The Devil wears Prada, because Old Nick has no twin saddle bags of superfluous flesh cascading at his back pockets, and suffers not from DunLop's Disease*! Theologically, Old Scratch looks "Faaaabulous!" - trim and fastidiously turned out and ready to cut some of the weak ones out of the Herd! No Wingman, He! Silks and Satins and Satan's own good time!
The rest of us gents?
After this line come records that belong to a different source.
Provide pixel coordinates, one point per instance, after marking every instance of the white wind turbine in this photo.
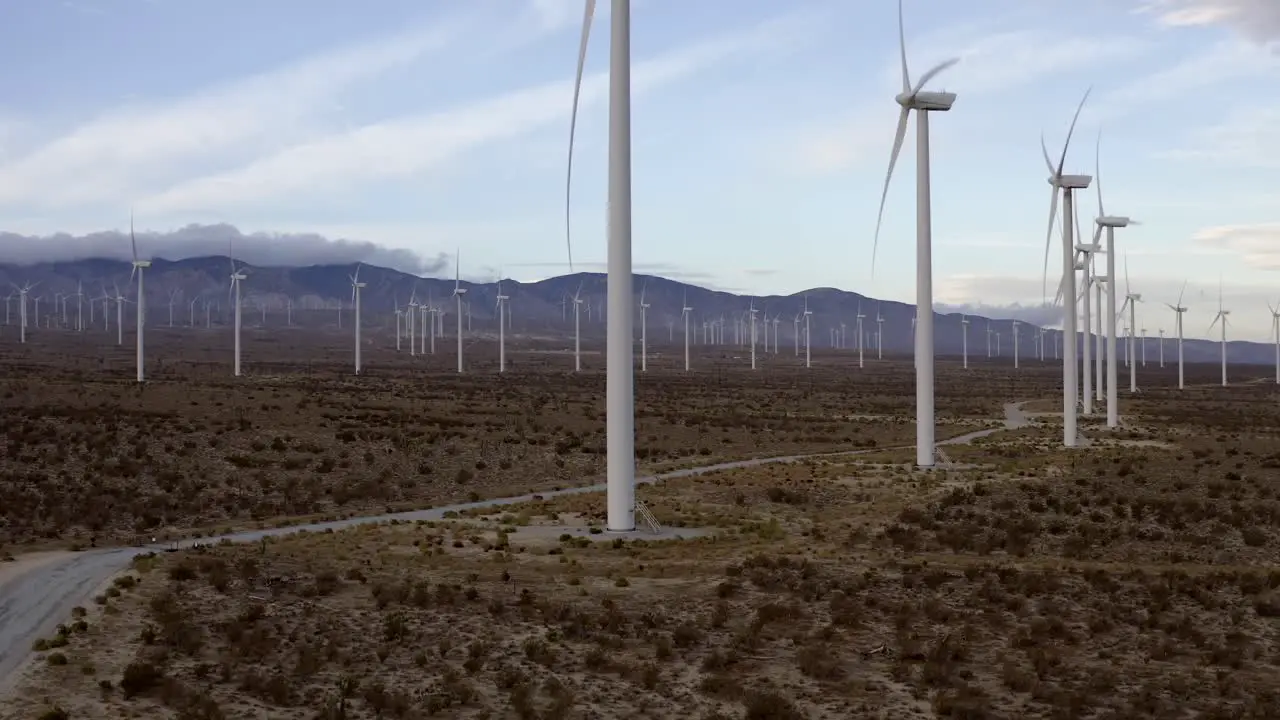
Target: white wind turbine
(1015, 343)
(458, 291)
(1068, 185)
(685, 311)
(644, 329)
(1221, 315)
(807, 315)
(138, 267)
(233, 296)
(880, 333)
(620, 379)
(119, 314)
(173, 296)
(22, 309)
(923, 103)
(501, 304)
(577, 328)
(860, 337)
(1110, 223)
(1275, 336)
(356, 286)
(1130, 301)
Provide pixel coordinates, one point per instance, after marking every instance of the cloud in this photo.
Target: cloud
(403, 147)
(1040, 315)
(1203, 71)
(109, 156)
(1247, 137)
(1256, 19)
(1257, 245)
(199, 241)
(991, 63)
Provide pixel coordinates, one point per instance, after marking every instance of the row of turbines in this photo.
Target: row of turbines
(620, 384)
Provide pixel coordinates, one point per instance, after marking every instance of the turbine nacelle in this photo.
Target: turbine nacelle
(926, 100)
(1070, 182)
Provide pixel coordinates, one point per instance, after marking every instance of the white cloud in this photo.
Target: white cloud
(407, 146)
(1257, 245)
(106, 156)
(1215, 65)
(1247, 137)
(991, 64)
(1257, 19)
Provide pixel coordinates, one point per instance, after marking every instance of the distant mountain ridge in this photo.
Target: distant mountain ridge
(542, 306)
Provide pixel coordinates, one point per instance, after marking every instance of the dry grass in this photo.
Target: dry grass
(88, 459)
(1028, 582)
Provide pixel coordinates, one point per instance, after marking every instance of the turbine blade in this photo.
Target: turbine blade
(588, 13)
(888, 176)
(901, 46)
(1097, 173)
(1072, 130)
(933, 73)
(133, 241)
(1048, 236)
(1048, 163)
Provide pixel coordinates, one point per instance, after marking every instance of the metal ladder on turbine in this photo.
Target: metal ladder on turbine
(647, 518)
(942, 458)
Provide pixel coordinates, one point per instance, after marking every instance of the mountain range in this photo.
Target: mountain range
(542, 306)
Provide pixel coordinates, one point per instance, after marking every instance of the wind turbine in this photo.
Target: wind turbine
(1068, 185)
(138, 267)
(880, 333)
(807, 315)
(22, 309)
(1221, 315)
(860, 337)
(644, 329)
(458, 291)
(356, 286)
(1130, 301)
(923, 103)
(577, 328)
(501, 304)
(1110, 223)
(685, 311)
(1275, 336)
(233, 296)
(620, 379)
(173, 295)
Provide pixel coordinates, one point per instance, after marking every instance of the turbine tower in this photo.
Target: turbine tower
(237, 278)
(138, 267)
(458, 291)
(1110, 223)
(923, 103)
(1068, 185)
(807, 315)
(356, 286)
(1221, 315)
(620, 379)
(577, 328)
(644, 329)
(685, 311)
(501, 304)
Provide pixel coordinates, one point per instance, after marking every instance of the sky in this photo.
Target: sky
(760, 137)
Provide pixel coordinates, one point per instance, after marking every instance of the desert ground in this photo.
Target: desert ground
(1130, 578)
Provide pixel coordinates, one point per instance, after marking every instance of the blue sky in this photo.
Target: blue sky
(760, 135)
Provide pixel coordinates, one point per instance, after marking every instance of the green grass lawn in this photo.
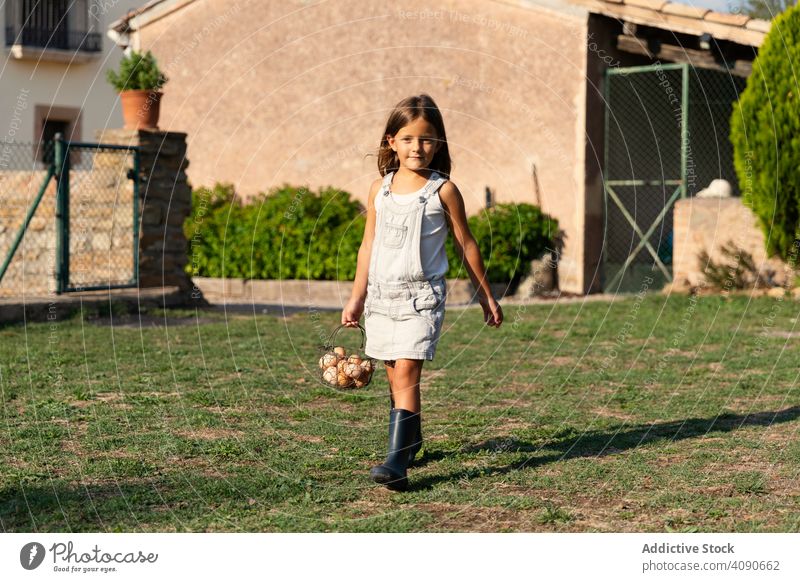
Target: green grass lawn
(654, 415)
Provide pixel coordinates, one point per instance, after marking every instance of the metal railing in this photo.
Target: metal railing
(54, 38)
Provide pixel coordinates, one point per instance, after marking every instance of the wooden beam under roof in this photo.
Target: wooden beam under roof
(678, 54)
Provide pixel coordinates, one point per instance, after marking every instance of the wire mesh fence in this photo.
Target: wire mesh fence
(23, 176)
(88, 242)
(667, 132)
(101, 217)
Me anyway - Armani would be a suicide pilot to attempt to gussy up this Old Roue.
The fashion folks have slapped together Man Hugging items and accessories that will be worn publicly by Victims: of ridicule;assault; uncontrolled laughter and closet space.
Heather Kenny at(Some)Chicago Reader makes a heroic case for Burbury Pirates and Versace Vampires.
Men's fashion is rarely as dramatic as the women's shows because men's clothing doesn't change as much from year to year. On the other hand, small touches can have big effect (which makes it easy to do a makeover on your boyfriend).
As If, Heather! Girls! Round up a gelding!
Two of the selections for Man 2010 Fall Collection are provided above: sinister and dextra- the gent in media res is wearing pretty much standard issue American Middle Age Male Mufti.
I find the buckishly grey gentleman, (conservative yes, but defiantly dashing in a blue blazer/Open Collar Oxford cloth button-down with manly white crew t-shirt apparent) to be eminently attractive. Ladies? N'cest Pas?
* dunlop's disease
When your belly Dun Lops Over Your Belt.
Hey, when Murph looks at a Menu he says, " Okay!"